In Pentaho for similar actions (eg reading database tables), a single step (no one from each manufacturer), and behavior according to the database defined by the connection.
In Pentaho dependencies are not updated if you change a transformation that is called from another. If the level of components within a single transformation or job.
In Pentaho the metadata is limited to database connections, which metadata can be shared by different transformations and jobs.
Database information (catalog tables / fields) or files specifications (structure) is stored in steps and can not be reused In Pentaho.This info is read in design time.
Using Variables in Pentaho tool parameters file (file kettle.properties). Passing parameters and arguments to the process (similar to the contexts), both in jobs and transformations.
Technological infrastructure required
Windows, Unix and Linux.
Pentaho is a transformation engine, and notes from the outset has been designed by people who needed to meet their needs in data integration, with great experience in this field. It is also easier to manage the datatypes with Pentaho it is not as strict as Java.
Pentaho is very intuitive tool,Â with some basic concepts can make it works. Conceptually it is very simple and powerful.
Pentaho database repository gives us many opportunities for teamwork. In this repository is stored xml, containing the actions that Transformations and Jobs take on the data.
By using Pentaho tool for design of the interface can be a bit poor and there is no unified interface for all components, being sometimes confusing.

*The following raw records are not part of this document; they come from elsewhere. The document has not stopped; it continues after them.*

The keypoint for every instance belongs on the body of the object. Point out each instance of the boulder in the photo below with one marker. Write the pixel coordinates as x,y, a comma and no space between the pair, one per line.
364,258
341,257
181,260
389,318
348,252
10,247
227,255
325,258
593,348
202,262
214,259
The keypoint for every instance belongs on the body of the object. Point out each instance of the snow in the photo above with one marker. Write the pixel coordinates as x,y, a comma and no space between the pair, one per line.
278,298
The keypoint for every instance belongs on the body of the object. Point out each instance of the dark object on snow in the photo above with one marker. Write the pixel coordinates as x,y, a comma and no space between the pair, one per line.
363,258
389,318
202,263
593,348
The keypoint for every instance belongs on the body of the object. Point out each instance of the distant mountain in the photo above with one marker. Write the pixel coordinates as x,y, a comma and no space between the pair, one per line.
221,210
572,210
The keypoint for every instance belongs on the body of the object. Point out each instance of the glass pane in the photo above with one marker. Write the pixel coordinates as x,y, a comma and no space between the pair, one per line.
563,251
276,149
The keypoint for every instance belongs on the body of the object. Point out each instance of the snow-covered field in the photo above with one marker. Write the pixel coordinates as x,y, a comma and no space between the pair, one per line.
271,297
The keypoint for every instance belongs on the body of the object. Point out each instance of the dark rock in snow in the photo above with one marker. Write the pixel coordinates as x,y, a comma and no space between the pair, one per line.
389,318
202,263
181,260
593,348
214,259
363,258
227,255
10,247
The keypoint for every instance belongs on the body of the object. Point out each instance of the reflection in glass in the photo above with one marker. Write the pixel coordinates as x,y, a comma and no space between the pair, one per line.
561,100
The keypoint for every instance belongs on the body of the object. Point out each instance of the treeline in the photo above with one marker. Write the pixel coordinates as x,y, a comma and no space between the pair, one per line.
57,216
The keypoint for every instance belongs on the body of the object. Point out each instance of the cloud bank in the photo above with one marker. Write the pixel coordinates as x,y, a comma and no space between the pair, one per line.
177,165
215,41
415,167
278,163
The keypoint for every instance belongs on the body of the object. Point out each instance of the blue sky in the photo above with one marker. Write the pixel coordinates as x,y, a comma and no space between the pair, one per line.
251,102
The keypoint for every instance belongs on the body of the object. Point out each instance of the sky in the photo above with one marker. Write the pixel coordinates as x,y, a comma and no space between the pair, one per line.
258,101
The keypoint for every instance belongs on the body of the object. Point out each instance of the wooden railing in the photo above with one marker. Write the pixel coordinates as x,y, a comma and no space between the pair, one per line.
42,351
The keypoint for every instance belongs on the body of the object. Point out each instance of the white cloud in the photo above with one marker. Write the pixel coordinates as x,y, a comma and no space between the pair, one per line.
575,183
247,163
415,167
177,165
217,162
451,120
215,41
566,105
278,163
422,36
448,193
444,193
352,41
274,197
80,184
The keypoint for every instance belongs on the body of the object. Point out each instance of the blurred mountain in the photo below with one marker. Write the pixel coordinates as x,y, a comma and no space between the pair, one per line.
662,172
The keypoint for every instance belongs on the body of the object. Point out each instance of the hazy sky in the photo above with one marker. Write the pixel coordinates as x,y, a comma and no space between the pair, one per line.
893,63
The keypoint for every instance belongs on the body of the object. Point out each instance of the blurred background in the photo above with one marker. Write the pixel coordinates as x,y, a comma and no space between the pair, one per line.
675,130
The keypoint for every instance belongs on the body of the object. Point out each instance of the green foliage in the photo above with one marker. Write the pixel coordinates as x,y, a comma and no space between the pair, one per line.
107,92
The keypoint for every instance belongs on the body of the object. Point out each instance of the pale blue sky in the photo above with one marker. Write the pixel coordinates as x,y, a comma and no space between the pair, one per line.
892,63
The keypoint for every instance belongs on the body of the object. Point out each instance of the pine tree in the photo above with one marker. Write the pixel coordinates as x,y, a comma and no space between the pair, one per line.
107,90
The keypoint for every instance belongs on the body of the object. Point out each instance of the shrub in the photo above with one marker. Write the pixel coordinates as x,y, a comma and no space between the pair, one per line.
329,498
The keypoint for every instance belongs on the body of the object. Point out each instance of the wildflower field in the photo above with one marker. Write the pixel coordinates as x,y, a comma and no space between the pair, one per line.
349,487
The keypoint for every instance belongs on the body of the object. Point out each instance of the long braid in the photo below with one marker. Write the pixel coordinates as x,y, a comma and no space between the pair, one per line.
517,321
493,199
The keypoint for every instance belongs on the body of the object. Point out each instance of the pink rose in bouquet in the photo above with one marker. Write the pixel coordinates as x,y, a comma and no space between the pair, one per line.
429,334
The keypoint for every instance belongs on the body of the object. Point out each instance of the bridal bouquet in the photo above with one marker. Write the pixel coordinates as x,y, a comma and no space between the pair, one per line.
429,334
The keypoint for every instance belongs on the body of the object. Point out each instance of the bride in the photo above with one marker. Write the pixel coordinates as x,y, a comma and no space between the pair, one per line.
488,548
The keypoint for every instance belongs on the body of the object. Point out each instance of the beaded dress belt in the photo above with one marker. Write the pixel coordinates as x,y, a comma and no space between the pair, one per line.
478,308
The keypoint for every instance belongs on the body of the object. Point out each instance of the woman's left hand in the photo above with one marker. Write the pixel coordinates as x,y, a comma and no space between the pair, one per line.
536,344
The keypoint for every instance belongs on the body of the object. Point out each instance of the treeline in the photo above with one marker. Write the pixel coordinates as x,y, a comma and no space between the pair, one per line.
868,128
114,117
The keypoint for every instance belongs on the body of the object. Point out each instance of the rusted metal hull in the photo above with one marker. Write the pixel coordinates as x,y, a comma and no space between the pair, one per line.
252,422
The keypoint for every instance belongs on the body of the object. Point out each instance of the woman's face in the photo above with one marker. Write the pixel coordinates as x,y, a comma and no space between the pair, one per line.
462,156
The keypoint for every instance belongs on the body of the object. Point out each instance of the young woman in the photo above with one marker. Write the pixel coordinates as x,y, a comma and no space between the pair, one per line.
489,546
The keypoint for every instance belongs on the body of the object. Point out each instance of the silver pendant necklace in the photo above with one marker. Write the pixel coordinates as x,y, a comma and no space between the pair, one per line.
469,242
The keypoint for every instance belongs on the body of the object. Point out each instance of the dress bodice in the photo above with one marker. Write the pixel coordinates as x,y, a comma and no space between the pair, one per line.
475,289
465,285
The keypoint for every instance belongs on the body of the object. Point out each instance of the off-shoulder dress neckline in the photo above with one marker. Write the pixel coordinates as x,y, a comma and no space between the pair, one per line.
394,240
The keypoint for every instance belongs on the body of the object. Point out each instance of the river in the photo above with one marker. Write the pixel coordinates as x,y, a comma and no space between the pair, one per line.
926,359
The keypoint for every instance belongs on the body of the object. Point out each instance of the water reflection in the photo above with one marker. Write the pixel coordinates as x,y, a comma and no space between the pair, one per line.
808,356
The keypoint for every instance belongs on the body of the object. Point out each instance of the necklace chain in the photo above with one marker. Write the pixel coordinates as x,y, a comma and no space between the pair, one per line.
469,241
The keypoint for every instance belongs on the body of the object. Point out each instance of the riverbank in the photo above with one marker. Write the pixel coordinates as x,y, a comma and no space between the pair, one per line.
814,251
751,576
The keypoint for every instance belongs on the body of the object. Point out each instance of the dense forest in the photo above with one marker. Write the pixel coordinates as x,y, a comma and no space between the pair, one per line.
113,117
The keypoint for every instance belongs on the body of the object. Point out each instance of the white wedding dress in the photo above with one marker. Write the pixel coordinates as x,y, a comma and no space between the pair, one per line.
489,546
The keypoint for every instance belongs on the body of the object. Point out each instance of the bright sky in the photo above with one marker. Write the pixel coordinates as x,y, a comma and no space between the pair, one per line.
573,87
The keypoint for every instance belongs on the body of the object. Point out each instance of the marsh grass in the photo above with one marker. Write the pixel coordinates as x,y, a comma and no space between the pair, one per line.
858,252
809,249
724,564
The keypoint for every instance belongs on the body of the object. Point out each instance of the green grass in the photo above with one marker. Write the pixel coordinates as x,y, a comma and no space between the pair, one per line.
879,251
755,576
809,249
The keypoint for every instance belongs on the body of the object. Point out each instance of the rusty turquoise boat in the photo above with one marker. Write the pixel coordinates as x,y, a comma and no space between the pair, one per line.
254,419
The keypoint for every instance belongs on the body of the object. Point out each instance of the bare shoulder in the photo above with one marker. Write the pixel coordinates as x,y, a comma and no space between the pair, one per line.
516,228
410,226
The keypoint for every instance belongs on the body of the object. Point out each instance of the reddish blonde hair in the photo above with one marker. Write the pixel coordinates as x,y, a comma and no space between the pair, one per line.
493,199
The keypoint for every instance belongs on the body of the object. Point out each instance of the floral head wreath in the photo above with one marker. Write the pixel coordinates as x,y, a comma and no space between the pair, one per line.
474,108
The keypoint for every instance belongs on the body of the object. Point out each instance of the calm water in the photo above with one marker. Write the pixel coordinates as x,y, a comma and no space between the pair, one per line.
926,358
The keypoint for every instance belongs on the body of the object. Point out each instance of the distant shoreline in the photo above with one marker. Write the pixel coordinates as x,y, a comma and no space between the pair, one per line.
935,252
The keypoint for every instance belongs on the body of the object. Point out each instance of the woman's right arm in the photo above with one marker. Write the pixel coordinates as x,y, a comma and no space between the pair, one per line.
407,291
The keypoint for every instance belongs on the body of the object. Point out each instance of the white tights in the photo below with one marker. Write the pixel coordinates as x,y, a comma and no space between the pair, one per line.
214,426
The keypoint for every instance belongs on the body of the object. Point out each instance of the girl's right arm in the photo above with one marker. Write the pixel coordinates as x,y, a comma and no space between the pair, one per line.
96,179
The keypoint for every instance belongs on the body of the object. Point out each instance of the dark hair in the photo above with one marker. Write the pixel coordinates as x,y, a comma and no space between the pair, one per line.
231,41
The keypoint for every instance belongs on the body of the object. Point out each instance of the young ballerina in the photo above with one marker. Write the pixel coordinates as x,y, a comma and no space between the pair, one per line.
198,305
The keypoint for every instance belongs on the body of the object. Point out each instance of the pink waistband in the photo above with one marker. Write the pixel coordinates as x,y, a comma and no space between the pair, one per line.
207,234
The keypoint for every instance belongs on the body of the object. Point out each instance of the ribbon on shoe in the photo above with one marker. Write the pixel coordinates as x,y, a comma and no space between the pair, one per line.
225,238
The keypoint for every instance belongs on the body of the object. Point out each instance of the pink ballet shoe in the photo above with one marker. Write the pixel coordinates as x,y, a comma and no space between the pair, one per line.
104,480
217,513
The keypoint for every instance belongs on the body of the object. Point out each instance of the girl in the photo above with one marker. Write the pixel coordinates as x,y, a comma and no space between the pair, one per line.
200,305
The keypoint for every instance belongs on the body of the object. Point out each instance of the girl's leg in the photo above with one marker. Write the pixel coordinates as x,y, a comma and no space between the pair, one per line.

Pentaho is much slower tool evolution and uncertain because Pentaho tends to leave the OpenSource focus
Pentaho has very Limited availability of components, but more than enough for most ETL or data integration process
Pentaho has very poor Help , almost nonexistent in the application.The online help in the Pentaho website is not particularly full, and in some parts is very small, so that the only way to determine the functioning of the component is test it.